1. Hatching.—On the 20th or 21st day of incubation remove three or four eggs from the clutch under the hen, and keep them in a warm cosy place so that you may watch the process of hatching. Can you hear the chick tapping the inside of the shell? Could it have been taught to tap? Which part of the shell cracks first? When the shell has cracked, can you hear the chick chirping? Could it have been taught to chirp? Imitate the chirp and listen for a response. Keep the newly-hatched chicks in a warm, soft place. How soon do they recover from the exhaustion of hatching? Do the chicks show a liking for warm corners? Are they afraid of being touched gently?
2. Locomotion.—How soon do the chicks begin to run about? Do they stumble upon obstacles, or do they avoid or leap over them? Do they use their wings in running, or in jumping down a small step?
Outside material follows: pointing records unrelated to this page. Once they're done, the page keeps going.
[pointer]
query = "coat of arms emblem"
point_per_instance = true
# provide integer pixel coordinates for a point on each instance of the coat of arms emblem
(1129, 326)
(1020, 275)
Put a chick into a basket, and lower the basket quickly through the air, being careful not to let the chick fall out. Does it move its wings? How?
3. Feeding and drinking.—Lay a few grains of soaked wheat upon the ground before a chick which has not yet been fed. Does it peck at them instinctively? Tap a grain with the point of a pencil; does the chick now peck at it? Does it hit the grain at the first try? Does it ever strike at a grain which is out of reach? Watch a hen with her chicks; does she teach them to peck at food? How? Do the chicks know instinctively the difference between food and grains of sand, or have they to learn? Try if a chick can distinguish between a small worm and a bit of red worsted. Are young chicks afraid of large insects?
Take a chick, which has not yet drunk, to a small pool (a few drops) of water. Does it seem to know the use of the water? Induce it to peck at the water; does it now drink? How?
4. The crouching-instinct.—Clap your hands suddenly and loudly near young chicks. How do the chicks behave? Does this behaviour render them less conspicuous?
5. Non-recognition of hen.—Having made the above observations on chicks hatched apart from the hen, put the chicks among their brothers and sisters with the parent hen. Do the new-comers respond, as readily as the others, to the clucking, etc., of the hen?
6. Maternal training and protection.—How many different meanings can you recognise in the different sounds of the hen’s voice? How does she call and protect the chicks when any danger threatens them?
7. The voice of the chick.—Notice the different sounds by which a chick expresses pleasure, alarm, distress, etc.
8. Preening and scratching.—At what age do chickens begin to preen their feathers, and to scratch the ground? Try to discover if these are instinctive activities, or whether they have to be learnt from the hen.
9. Change in plumage.—At what age are the down feathers replaced by the true plumage? At what age is it possible to distinguish the young cocks from the young hens?